Shelby Corcoran was about to become a human version of a strainer, figuring out whom really wanted this dream there were all convinced was theirs. They wouldn't see it now, and chances are many were never going to thank her for these practices and the coaching style she had planned, but she just hoped that it would work. She didn't want them to feel like she did. No one deserved that.

She'd never wanted to work around teenagers or children, hell; she'd barely ever even been one herself, always striving to grow up way too fast and living life like the sprint instead of the marathon. But she owed it to herself to make sure that others didn't live with regrets, because she knows one could be the straw that broke the camel's back, no matter how tough that camel may be. She owed it to herself. She owed it to her daughter.

Walking through the doors of the familiar high school armed with experience, this knowledge, and a slight sense of cynicism, she stepped in what would turn out to be the best, the worst, the most natural, the most challenging, and the years with the most twist and turns of her entire life, little did she know it now.
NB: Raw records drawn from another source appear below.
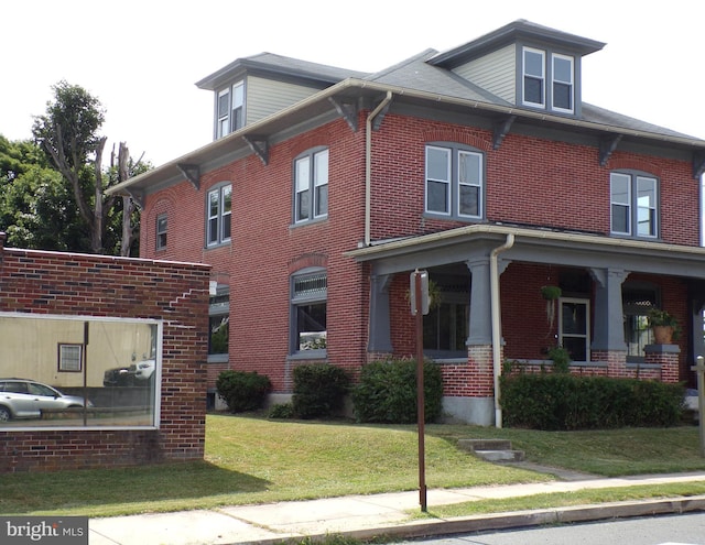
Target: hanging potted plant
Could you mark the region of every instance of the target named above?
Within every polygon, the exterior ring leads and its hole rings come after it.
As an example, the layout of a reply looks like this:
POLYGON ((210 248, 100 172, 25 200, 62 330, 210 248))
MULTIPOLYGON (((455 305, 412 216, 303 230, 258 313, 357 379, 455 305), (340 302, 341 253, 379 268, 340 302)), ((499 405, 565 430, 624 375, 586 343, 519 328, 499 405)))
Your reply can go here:
POLYGON ((541 286, 541 296, 546 301, 546 317, 549 318, 549 335, 553 330, 555 321, 555 302, 563 294, 558 286, 546 285, 541 286))
POLYGON ((647 317, 653 331, 654 342, 657 345, 670 345, 679 329, 677 320, 668 312, 657 307, 650 308, 647 317))

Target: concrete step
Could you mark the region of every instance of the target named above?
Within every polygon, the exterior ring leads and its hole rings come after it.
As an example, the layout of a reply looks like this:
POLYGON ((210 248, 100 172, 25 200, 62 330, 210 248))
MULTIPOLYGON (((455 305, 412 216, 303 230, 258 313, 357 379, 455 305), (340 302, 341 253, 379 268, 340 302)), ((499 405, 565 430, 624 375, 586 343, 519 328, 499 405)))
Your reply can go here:
POLYGON ((523 461, 523 450, 514 450, 507 439, 458 439, 458 448, 487 461, 523 461))
POLYGON ((506 439, 458 439, 458 448, 477 450, 511 450, 511 442, 506 439))
POLYGON ((524 461, 523 450, 475 450, 475 455, 487 461, 524 461))

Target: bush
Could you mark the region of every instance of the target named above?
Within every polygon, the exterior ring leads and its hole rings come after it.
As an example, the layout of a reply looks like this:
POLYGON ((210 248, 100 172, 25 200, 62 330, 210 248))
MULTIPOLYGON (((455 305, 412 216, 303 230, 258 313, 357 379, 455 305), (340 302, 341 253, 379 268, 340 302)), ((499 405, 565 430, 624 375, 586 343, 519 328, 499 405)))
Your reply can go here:
POLYGON ((294 415, 304 419, 330 416, 343 408, 349 385, 345 370, 329 363, 294 368, 294 415))
POLYGON ((534 429, 607 429, 674 426, 683 413, 682 384, 565 373, 502 375, 508 426, 534 429))
MULTIPOLYGON (((424 361, 424 419, 433 422, 442 412, 441 368, 424 361)), ((375 361, 362 368, 360 382, 352 391, 358 422, 410 424, 417 421, 416 360, 375 361)))
POLYGON ((264 405, 272 389, 268 377, 257 371, 223 371, 216 380, 218 395, 225 400, 231 413, 257 411, 264 405))
POLYGON ((272 419, 289 419, 294 417, 294 407, 291 403, 278 403, 272 405, 269 410, 268 418, 272 419))

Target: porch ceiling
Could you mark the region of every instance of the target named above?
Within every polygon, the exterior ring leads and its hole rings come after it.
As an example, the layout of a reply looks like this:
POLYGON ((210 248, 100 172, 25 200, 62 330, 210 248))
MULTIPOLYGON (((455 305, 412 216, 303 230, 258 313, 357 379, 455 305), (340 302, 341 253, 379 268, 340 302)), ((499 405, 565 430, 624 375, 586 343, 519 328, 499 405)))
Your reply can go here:
POLYGON ((503 262, 525 261, 705 279, 705 248, 497 225, 473 225, 376 242, 348 251, 346 255, 358 262, 370 262, 375 274, 393 274, 487 259, 495 248, 505 243, 508 235, 514 236, 514 244, 500 254, 503 262))

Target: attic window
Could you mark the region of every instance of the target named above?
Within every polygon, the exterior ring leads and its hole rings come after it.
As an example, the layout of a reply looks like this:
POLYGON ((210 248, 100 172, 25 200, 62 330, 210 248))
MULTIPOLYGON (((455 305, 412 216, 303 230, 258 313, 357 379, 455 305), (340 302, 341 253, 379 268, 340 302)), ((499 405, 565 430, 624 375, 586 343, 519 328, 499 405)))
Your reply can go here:
POLYGON ((523 103, 545 106, 545 53, 524 47, 523 103))

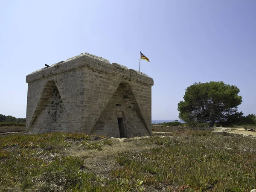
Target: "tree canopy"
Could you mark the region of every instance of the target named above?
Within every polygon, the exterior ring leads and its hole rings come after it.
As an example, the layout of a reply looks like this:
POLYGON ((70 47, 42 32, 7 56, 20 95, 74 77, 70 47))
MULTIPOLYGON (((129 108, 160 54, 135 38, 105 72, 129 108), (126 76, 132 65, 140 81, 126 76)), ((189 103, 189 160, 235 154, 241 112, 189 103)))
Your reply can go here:
POLYGON ((186 88, 184 101, 178 104, 179 118, 188 123, 209 122, 209 127, 225 122, 242 102, 239 91, 223 81, 196 82, 186 88))
POLYGON ((0 122, 25 122, 26 118, 16 118, 11 115, 5 115, 0 114, 0 122))

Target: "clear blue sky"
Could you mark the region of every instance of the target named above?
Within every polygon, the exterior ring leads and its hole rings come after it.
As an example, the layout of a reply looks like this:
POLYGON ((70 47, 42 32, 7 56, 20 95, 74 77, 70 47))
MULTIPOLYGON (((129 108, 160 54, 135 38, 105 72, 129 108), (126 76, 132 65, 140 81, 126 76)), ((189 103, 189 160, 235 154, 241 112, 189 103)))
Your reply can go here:
POLYGON ((0 2, 0 114, 26 117, 26 76, 87 52, 154 79, 152 119, 178 118, 196 81, 237 86, 256 113, 256 1, 0 2))

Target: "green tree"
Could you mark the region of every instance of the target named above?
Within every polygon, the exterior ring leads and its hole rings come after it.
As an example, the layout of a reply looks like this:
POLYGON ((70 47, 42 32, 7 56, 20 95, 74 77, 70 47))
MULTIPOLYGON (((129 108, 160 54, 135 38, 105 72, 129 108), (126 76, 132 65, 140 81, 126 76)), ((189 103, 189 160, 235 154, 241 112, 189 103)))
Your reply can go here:
POLYGON ((4 122, 6 119, 6 116, 5 115, 0 114, 0 122, 4 122))
POLYGON ((223 81, 196 82, 186 90, 183 98, 178 104, 179 118, 188 123, 224 122, 227 116, 237 111, 242 102, 236 86, 223 81))
POLYGON ((249 114, 244 117, 243 123, 244 124, 256 124, 256 116, 254 114, 249 114))

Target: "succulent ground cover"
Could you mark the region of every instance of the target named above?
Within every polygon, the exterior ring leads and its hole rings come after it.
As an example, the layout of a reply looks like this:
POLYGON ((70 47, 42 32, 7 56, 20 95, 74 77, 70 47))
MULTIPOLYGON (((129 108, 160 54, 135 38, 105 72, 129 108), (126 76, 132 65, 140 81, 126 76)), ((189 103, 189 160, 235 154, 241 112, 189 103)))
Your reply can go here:
POLYGON ((121 141, 0 136, 0 191, 250 191, 256 188, 256 144, 195 131, 121 141))

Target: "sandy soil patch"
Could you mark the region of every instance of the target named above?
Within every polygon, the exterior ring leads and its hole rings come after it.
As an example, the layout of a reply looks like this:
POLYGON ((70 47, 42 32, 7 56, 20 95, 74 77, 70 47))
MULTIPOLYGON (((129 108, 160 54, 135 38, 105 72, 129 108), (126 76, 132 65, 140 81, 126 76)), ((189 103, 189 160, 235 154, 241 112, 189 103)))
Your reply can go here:
POLYGON ((253 136, 256 136, 256 132, 250 131, 248 131, 244 130, 244 128, 230 128, 232 129, 231 131, 230 131, 229 132, 235 133, 237 134, 249 134, 252 135, 253 136))
POLYGON ((105 145, 102 151, 84 149, 79 146, 73 146, 67 148, 65 153, 67 155, 81 157, 84 160, 84 169, 102 177, 109 177, 111 171, 120 166, 116 158, 119 153, 128 151, 138 151, 149 149, 156 145, 143 144, 138 138, 110 139, 111 146, 105 145))

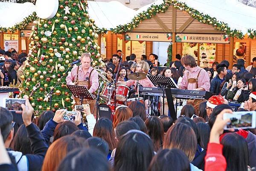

It was the beginning of the school year at Carmel High, and she would be coming in to replace Mr. Thomas Stein. He was tough, she knew he was, but she was going to be better. She was determined to be better.

He had been coaching for years and years his track record acceptable but nothing extremely impressive, winning his fair share of Sectional titles, a handful of Regional ones, and a couple State ones. They'd made it to Nationals only once. They didn't place. But they made it nonetheless. The kids were rather confident. It was better than most Ohio teams did. It was actually rather impressive.

But Shelby Corcoran was going to show that it was actually quite unacceptable. If they wanted it bad enough, they'd give more than one hundred percent. There would be no more free rides. They'd not stop at making it; they wouldn't even stop at winning. They were there not to injure, but to kill. To demolish. To absolutely squash without exception. She could be their best friend and help them win. The sky was the limit. But she could also be their worst nightmare. And she was perfectly okay with that. She wasn't here to make friends, she wasn't here to please, and she was here to win and to help in her own harsh, unique, relentless, special way.

She was a fresh face, adrenaline absolutely pulsing through her urging, musical veins. It was teeming under her skin. The need to sing, the need to succeed, the need to move and push and mentor. She had the adrenaline. The Vocal Adrenaline.